MAD — Mad magazine, and its mascot Alfred E Neuman, was the entry point for non-kiddie parodies of current celebrities, TV shows and movies. There was the tiny cartoon-in-the-margins, Spy vs. Spy. There was Don Martin and his creation, Fester Bestertester. Each issue had a giant Al Jaffee Fold-In, in which a seemingly benign gatefold illustration, when folded back in on itself, would reveal a graphical “zinger” of a punchline. Possession of a Mad offered glimpses of the adult humor world to come.
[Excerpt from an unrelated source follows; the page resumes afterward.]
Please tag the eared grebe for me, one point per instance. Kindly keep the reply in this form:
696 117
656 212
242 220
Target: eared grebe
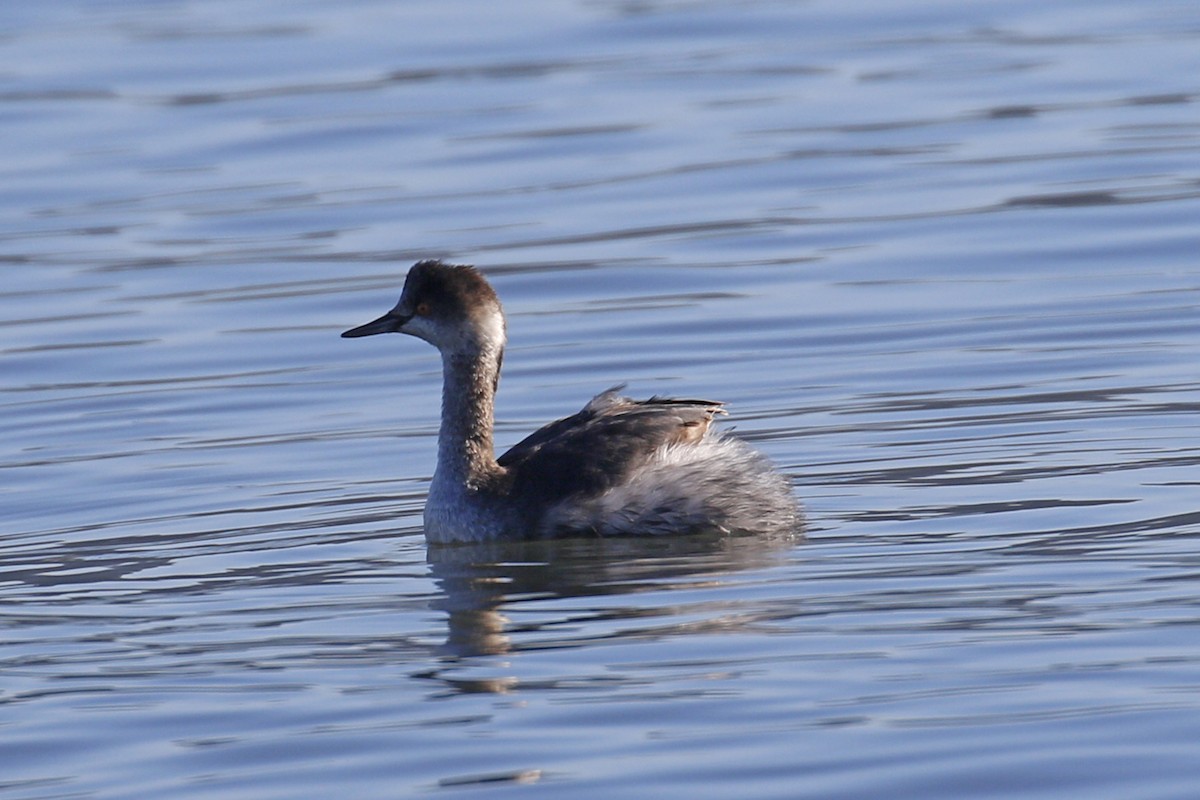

You knew something was funny, you just didn’t know why. Yet.
Comedy albums — One of the mostly parent-approved ways you learn about the adult world when you’re coming of age is via stand-up comedy recordings. When our son Ben was 11, he’d drift off to sleep to the Pandora “Jim Gaffigan Channel” he had created. In my day, it was the comedy album. During my formative years these recordings included performances by Bill Cosby, Bob Newhart, Steve Martin, and George Carlin, as well as a ten-inch 1950s Kermit Shafer “Pardon My Blooper” record my parents owned, and comedy albums from National Lampoon, Monty Python, Cheech & Chong, Richard Pryor owned by friends.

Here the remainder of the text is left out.